Cell-mediated immunity is called as such because T-cells become activated and respond to the presence of specific antigens.[22] Cell-mediated immunity is very effective against pathogenic microbes such as fungi, bacteria and viruses, certain types of cancer cells and foreign tissue transplants.[23]
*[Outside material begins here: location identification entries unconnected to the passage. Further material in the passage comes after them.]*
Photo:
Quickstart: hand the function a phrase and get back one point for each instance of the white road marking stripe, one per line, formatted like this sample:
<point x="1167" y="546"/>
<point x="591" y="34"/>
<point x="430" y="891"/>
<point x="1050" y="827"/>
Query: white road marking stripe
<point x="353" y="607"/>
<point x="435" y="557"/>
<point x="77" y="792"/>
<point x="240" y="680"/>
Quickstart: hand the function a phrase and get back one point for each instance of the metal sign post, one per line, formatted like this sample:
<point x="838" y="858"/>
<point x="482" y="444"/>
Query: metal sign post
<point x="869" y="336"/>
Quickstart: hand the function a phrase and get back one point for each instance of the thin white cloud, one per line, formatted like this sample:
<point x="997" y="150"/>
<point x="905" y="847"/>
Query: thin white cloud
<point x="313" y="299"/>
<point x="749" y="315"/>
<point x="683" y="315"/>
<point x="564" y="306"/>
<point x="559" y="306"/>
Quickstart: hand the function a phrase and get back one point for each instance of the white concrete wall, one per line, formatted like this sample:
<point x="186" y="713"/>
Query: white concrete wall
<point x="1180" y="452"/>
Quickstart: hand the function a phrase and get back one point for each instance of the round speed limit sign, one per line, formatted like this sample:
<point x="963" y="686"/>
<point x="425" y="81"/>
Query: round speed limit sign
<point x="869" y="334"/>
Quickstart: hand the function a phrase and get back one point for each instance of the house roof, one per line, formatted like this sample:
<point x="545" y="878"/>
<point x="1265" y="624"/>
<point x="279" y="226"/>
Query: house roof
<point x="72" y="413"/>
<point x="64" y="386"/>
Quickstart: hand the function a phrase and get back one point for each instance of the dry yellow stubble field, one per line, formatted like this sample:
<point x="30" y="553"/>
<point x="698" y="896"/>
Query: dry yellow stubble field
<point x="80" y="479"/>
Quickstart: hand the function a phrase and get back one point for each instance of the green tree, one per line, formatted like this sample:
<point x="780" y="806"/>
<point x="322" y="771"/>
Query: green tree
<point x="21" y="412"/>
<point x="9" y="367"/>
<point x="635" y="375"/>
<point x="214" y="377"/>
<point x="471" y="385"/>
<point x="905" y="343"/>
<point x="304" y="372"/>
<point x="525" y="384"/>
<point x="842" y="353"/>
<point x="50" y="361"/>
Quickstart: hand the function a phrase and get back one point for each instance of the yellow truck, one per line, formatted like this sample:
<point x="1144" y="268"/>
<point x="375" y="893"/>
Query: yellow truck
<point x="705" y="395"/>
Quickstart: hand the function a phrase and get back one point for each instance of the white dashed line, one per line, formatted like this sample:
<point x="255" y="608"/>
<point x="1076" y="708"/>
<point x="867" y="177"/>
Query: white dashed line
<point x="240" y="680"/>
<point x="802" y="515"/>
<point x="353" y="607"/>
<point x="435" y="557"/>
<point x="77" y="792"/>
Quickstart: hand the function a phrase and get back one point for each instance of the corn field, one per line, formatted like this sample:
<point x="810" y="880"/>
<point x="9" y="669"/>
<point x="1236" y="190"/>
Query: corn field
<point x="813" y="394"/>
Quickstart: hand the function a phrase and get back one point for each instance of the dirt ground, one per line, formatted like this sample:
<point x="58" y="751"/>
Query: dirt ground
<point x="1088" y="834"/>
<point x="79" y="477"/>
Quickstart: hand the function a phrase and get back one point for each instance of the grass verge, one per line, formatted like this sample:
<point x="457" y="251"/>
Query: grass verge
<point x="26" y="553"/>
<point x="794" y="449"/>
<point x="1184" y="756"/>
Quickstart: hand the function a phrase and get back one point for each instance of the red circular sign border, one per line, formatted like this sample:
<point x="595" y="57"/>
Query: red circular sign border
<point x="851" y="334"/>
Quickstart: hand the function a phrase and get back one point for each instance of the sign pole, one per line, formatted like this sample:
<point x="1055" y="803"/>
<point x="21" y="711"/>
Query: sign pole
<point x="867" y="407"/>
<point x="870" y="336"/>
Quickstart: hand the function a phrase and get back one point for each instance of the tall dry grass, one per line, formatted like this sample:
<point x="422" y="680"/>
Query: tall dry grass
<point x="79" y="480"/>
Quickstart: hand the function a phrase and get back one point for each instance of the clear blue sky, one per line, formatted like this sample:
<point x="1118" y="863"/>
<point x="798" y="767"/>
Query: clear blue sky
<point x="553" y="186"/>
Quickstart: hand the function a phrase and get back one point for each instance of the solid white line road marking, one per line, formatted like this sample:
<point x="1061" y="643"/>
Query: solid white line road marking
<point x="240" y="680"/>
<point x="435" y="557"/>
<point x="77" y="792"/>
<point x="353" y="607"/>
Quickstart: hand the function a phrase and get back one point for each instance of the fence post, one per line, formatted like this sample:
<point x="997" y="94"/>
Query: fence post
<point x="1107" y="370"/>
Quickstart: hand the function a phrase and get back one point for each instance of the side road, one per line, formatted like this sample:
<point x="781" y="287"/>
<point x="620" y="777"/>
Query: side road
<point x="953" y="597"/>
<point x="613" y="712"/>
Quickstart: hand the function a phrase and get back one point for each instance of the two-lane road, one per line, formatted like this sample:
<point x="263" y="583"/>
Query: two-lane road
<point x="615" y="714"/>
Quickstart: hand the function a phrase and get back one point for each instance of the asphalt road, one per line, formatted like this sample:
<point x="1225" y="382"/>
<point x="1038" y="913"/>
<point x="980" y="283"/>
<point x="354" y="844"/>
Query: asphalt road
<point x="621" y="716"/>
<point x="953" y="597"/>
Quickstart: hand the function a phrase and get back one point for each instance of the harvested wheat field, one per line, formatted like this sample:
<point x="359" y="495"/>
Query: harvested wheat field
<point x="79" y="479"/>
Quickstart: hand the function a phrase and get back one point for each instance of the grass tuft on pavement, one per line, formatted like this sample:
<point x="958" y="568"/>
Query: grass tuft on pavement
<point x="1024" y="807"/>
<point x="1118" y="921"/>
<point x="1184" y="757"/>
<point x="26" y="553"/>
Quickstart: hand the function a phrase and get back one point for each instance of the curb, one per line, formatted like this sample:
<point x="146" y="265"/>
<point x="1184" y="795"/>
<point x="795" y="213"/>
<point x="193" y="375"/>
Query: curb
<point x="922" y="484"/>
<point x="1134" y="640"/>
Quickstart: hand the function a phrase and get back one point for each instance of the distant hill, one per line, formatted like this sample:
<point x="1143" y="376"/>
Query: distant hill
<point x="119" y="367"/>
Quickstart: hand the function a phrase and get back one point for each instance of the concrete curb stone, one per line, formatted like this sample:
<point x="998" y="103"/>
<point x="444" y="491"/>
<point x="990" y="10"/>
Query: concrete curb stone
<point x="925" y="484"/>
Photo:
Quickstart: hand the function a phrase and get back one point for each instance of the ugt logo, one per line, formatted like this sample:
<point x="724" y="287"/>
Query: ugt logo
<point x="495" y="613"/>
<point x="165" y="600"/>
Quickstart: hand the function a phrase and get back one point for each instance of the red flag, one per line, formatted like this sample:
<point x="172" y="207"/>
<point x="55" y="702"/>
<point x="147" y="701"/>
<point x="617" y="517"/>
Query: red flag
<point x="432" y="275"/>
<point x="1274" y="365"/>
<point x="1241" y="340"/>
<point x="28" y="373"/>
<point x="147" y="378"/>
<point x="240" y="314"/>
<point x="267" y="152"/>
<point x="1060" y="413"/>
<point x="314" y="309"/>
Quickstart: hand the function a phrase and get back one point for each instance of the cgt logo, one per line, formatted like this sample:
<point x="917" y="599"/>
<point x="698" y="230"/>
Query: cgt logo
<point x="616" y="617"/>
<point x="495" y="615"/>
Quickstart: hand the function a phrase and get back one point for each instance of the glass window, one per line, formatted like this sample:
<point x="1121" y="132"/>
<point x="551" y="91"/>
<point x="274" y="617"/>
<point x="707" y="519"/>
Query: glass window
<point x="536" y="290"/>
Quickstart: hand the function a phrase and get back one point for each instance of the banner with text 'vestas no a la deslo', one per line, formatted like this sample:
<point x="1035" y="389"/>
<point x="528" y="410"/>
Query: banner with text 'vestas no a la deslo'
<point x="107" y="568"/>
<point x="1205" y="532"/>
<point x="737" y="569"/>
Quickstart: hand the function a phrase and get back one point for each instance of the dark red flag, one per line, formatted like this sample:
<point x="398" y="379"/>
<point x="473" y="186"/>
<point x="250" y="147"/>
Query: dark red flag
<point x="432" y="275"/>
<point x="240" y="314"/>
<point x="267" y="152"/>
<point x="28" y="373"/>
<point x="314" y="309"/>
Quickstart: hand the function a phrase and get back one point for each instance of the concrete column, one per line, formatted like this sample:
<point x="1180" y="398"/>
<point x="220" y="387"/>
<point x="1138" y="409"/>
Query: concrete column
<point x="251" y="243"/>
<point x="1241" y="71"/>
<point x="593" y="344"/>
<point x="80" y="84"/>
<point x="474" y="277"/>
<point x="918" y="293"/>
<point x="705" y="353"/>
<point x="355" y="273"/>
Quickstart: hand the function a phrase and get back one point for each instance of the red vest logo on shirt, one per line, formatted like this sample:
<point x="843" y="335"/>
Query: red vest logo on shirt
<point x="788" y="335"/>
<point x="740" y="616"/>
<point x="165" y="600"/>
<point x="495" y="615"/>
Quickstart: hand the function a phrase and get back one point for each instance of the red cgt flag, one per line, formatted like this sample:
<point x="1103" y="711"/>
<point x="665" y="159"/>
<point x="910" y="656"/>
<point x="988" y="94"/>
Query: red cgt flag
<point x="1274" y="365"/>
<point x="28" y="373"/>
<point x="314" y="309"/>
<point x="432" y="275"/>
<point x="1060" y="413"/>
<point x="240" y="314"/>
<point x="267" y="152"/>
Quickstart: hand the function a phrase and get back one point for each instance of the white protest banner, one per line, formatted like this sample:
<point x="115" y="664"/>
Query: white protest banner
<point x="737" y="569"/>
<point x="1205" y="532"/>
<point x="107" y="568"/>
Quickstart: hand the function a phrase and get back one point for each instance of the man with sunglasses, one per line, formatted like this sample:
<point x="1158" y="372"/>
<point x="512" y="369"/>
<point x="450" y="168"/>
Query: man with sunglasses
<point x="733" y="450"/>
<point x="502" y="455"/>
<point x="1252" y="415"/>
There are 4 major types of T-cells:[24]

  1. Cytotoxic (killer) T-cells eliminate microbes directly or via chemicals.
  2. Memory T-cells fight pathogens that they recognize from previous exposures.
  3. Suppressor T-cells help to slow down all of the destruction the other T-cells are engaged in to prevent harm to normal cells.
  4. Helper T-cells secrete a substance called interleukin 2 that helps increase production of cytotoxic T-cells and B-cells, so more antibodies can be produced. This is called Antibody-mediated Immunity.[25]

B-cells (B lymphocytes) produce antibodies (also called Immunoglobulins or Ig’s) that bind to antigens and neutralize them.[26] The body contains millions of different B-cells that can react to one specific antigen.[27] Memory B-cells remember specific antigens from the past. Having too few immunoglobulins could suggest a bigger chance of getting infections as discussed in the Immune System Deficiencies chapter. Having too many could involve allergies or an overactive immune system, which is reviewed in the Immune System in Overdrive chapter.

There are 5 classes of antibodies:[28]

  1. IgG is the antibody that protects us against infection by “remembering” which antigens we’ve encountered before.[29]
  2. IgM is one of the first antibodies to sound the alarm, so it’s important in the beginning of a potential infection.[30] IgM can also appear when someone is re-exposed to a disease.
  3. IgA is generally found in mucosal areas, such as the intestine, mouth, vagina, saliva, tears, and breast milk.[31] IgA is a , first line of defense against pathogens because it can survive in tough environments such as the GI and respiratory tracts, tackling pathogens, toxins and food antigens.[32] A fecal Secretory IgA (SIgA) test can determine how strong or thin your gut-lining is, which will give an indication of an individual’s capability to win against infections, allergies and food reactions.[33] Decreased levels are most often found in individuals with low immunity, food allergies, bacterial overgrowth of the small intestine (SIBO), chronic candida, celiac disease, and inflammatory bowel diseases such as Crohn’s and ulcerative colitis.[34]
  4. IgE is responsible for the allergic response by starting a histamine response. It is mostly found in the lungs, skin, and mucous membranes, which is indicative of allergic responses such as difficulty breathing, itchiness, hives and swelling of mucous membranes.[35]
  5. IgD is the least understood antibody, but has been found to be important in the early stages of the immune response by sending signals to cells to activate.[36]

Immune system disorders occur when the immune system is either underactive or overactive. The overactive immune system may start attacking harmless substances we might come into contact with. An underactive immune system means the immune system is too weak to fight pathogens, making us susceptible to disease.

You’ve made it this far! Read on to review each of these issues.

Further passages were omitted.